UMD: A Globally Connected University

Radhika Gholap

Program: UMD-Winter: Spain​ (SPAN/HONR)
Term: Winterterm 2019
Major: Phsiology and Neurobiology 

As a Physiology and Neurobiology major with a double minor in Spanish and Statistics, this winter study abroad was an amazing fit into my pre-med course load while enriching my language skills. I have become more comfortable speaking Spanish, and I have new views on the cultural changes and general dynamics. Study Abroad provides new life skills like thinking on your feet, adapting to an unknown environment, and becoming more independent and flexible. It forces you to better your problem-solving skills and generally improves your communication skills. At first, I was unsure if I could take a spanish class abroad and speak spanish sufficiently to survive in Spain or other Spanish-speaking region. However, I was surprised by my own skills, as your language skills will immediately improve when you're constantly surrounded by non-english speakers. 

I really bonded with my host family. They spoke no English; I really had to step out of my comfort zone, but it was the perfect opportunity to improve my Spanish. I also became very comfortable with the professors leading the trip and staff at the North American Center in Sevilla. 

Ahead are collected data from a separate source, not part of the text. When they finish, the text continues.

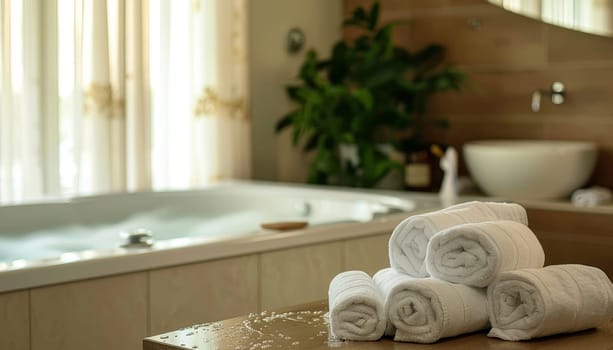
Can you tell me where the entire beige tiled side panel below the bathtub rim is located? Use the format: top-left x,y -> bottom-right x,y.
0,230 -> 392,350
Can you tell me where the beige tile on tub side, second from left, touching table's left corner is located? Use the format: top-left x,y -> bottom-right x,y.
30,273 -> 148,350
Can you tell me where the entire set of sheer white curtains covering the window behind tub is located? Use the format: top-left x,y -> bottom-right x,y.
0,0 -> 250,201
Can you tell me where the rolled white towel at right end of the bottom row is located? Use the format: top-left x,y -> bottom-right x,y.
487,265 -> 613,340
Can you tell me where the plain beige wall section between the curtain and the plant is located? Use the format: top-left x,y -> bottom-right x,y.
248,0 -> 343,182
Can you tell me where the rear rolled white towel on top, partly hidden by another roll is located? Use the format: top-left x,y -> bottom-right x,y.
389,202 -> 528,277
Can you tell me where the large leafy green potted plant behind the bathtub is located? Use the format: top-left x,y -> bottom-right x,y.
276,2 -> 465,187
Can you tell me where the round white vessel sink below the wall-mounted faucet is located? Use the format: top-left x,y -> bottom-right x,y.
463,140 -> 597,199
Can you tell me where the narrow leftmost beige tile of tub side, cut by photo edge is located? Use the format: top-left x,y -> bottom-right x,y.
0,290 -> 30,350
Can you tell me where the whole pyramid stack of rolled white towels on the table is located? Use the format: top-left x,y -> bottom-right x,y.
328,202 -> 613,343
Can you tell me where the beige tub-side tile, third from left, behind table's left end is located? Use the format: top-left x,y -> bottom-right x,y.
149,255 -> 259,334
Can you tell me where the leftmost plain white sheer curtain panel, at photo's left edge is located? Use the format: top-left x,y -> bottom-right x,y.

Advice for future #TerpsAbroad:  As a pre-med major, I would highly recommend everyone to try to study abroad! It may seem initially difficult to fit in your time at Maryland, but the winter and summer study abroad programs are the perfect opportunity to explore another country and get a glimpse into a different culture. 

One of my most memorable experiences was shopping in the heart of Sevilla. Walking through the streets and negotiating with the street vendors made me feel like a local, and I loved being the official "translator" for my group of friends as we ordered tapas, tried various churros, and visited Las Setas. 

There was definitely some cultural shock and slight homesickness, especially when being forced to engage in Spanish at all times. However, it was nice to have other students on the trip to engage with. The professors were also very friendly and supportive, and did their best to smooth out the transition. Once I adjusted to the family and culture after the first couple days, it was a matter of putting myself "out there" and risking language blunders. The more I practiced my Spanish, the better I became!